Bewegungen werden überwacht

Algorithmen überwachen jede ihrer Bewegungen: Sind sie bei der Lieferstation angekommen? Haben sie die Route im vorgeschriebenen Zeitfenster geschafft? Haben sie ein Paket einfach auf die Veranda gestellt, anstatt es wie gewünscht hinter einem Blumenkübel zu verstecken? Die Algorithmen scannen eine Vielzahl von Daten nach Leistungsmustern und entscheiden, welche Fahrer mehr Routen bekommen und welche ausgemustert werden. Menschliches Feedback ist selten. Fahrer erhalten automatisierte Bewertungen in vier Stufen: Fantastisch, grossartig, ordentlich oder gefährdet.

Bloomberg befragte 15 Flex-Fahrer, darunter vier, die sagen, sie seien zu Unrecht gekündigt worden, sowie ehemalige Amazon-Manager, die sagen, dass das weitgehend automatisierte System nicht ausreichend auf die täglichen Herausforderungen der Fahrer abgestimmt ist.

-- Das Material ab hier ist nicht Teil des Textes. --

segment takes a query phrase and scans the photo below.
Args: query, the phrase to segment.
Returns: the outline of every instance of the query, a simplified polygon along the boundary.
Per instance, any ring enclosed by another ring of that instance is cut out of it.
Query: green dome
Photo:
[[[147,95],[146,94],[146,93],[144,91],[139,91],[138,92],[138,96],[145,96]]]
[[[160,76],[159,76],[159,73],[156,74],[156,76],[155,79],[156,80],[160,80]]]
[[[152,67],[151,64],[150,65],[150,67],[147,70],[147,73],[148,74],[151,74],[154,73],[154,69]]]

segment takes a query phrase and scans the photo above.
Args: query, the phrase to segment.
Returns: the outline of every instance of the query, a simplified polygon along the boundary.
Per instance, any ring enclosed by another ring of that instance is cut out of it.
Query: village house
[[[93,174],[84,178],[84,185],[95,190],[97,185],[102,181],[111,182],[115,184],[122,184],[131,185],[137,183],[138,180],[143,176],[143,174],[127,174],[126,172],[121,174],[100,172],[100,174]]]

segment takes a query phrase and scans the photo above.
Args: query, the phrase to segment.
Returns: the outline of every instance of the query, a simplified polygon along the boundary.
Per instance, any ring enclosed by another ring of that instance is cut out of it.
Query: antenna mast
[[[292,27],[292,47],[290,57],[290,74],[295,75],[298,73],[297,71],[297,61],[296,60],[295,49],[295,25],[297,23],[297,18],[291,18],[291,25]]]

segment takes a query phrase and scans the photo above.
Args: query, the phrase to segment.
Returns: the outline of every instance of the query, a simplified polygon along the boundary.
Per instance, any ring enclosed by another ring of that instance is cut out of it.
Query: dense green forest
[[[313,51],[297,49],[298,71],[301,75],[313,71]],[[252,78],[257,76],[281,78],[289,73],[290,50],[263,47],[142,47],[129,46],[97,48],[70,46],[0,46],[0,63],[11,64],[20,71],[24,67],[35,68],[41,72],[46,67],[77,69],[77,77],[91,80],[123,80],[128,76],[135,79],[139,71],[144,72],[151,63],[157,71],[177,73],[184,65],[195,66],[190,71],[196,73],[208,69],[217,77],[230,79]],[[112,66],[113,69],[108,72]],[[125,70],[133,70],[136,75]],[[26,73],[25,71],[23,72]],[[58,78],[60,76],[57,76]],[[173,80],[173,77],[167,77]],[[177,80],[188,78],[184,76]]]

Amazon kalkuliert Fehler mit ein

Innerhalb von Amazon gilt Flex als grosser Erfolg. Die Vorteile des Services überwögen Kollateralschäden wie schlechte Presse bei weitem, sagt ein ehemaliger Ingenieur, der das System mitentwickelt hat. "Den Managern war klar, dass manches in die Hose gehen würde", sagte diese Person. "Die einzige Frage war, wie viel Mist wir haben wollten."

In einer Stellungnahme nannte Amazon-Sprecherin Kate Kudrna die Behauptungen der Fahrer über schlechte Behandlung und unfaire Kündigung anekdotenhaft und nicht repräsentativ für die Erfahrungen der überwiegenden Mehrheit der Flex-Fahrer.

Einer von ihnen, Ryan Cope, wurde 2019 vom System deaktiviert. Einspruch erhob er keinen - er hatte bereits für sich entschieden, dass er die Anforderungen der Algorithmen nicht erfüllen konnte. Er fuhr kilometerweit über kurvenreiche Feldwege ausserhalb von Denver durch den Schnee und schüttelte oft ungläubig den Kopf, wenn Amazon erwartete, dass ein Kunde sein Paket innerhalb von zwei Stunden erhalten würde.

"Wenn es ein Problem gibt, gibt es null Unterstützung", sagt der 29-Jährige. "Du gegen die Maschine - also versuchst du’s nicht einmal."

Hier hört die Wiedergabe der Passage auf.